Question

The mass of Jupiter is $ 1.9 \times {10^{27}}kg $ and that of the Sun is $ 1.99 \times {10^{30}}kg $ . The mean distance of Jupiter from the Sun is $ 7.8 \times {10^{11}}m $ . Calculate the gravitational force which the Sun exerts on Jupiter. Assuming that Jupiter moves in circular orbit around the Sun, also calculate the speed of Jupiter. $ G = 6.67 \times {10^{11}}N{m^2}K{g^{ - 2}} $
(A) $ 5 \times {10^{23}}N $
(B) $ 4.15 \times {10^{23}}N $
(C) $ 15 \times {10^{23}}N $
(D) $ 1 \times {10^{23}}N $

Answer 1

Hint: We are looking for the force exerted by the Sun on Jupiter. This could be calculated with the Gravitational formula.
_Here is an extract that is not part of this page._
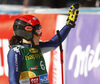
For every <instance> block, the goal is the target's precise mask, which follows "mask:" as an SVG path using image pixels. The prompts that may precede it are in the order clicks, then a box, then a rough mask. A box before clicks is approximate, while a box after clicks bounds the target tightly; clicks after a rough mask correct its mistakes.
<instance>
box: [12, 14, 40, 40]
mask: <svg viewBox="0 0 100 84" xmlns="http://www.w3.org/2000/svg"><path fill="white" fill-rule="evenodd" d="M39 27H41V25H40V22H39V20H38V19H37V18H36V17H35V16H32V15H22V16H20V17H19V18H17V19H16V20H15V22H14V25H13V30H14V34H15V35H17V36H20V37H22V38H24V39H26V40H27V41H31V40H32V39H33V34H36V35H37V32H36V29H38V28H39Z"/></svg>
To calculate the amount of force, we use the equation:
 $ F = \dfrac{{G{M_1}{M_2}}}{{{r^2}}} $
Here, $ F $ is the Gravitational force,
 $ {M_1},{M_2} $ are the masses of the planets.
 $ r $ is the distance between them,

Complete step by step answer
It is already known that:
Mass of Jupiter = $ 1.9 \times {10^{27}}kg $
And mass of Sun = $ 1.99 \times {10^{30}}kg $
Mean distance between Jupiter and Sun = $ 7.8 \times {10^{11}}m $
And, $ F = \dfrac{{G{M_1}{M_2}}}{{{r^2}}} $
On putting the values,
 $ F = \dfrac{{6.67 \times {{10}^{ - 11}} \times 1.9 \times {{10}^{27}} \times 1.99 \times {{10}^{30}}}}{{{{\left( {7.8 \times {{10}^{11}}} \right)}^2}}} = 4.16 \times {10^{23}}N $
So, we need to see from the above options, and select the correct value.
Thus, the correct answer is option B.

Additional Information
The gravitational constant is the proportionality constant that is used in Newton's Law of Gravitation. The force of attraction between any two-unit masses separated by a unit distance is called universal gravitational constant. It is because of the set value of the gravitational constant that we're able to accurately determine the mass of two orbiting objects. We can calculate the amount of force imparted on us by the Earth to keep us on the Earth

Note
Gravity, also called gravitation, in mechanics, the universal force of attraction acting between all matter. On Earth all bodies have a weight, or downward force of gravity, proportional to their mass, which Earth's mass exerts on them. Gravity is measured by the acceleration that it gives to freely falling objects. The examples are the force that holds the gases in the sun or the force that causes a car to coast downhill even when you aren't stepping on the gas.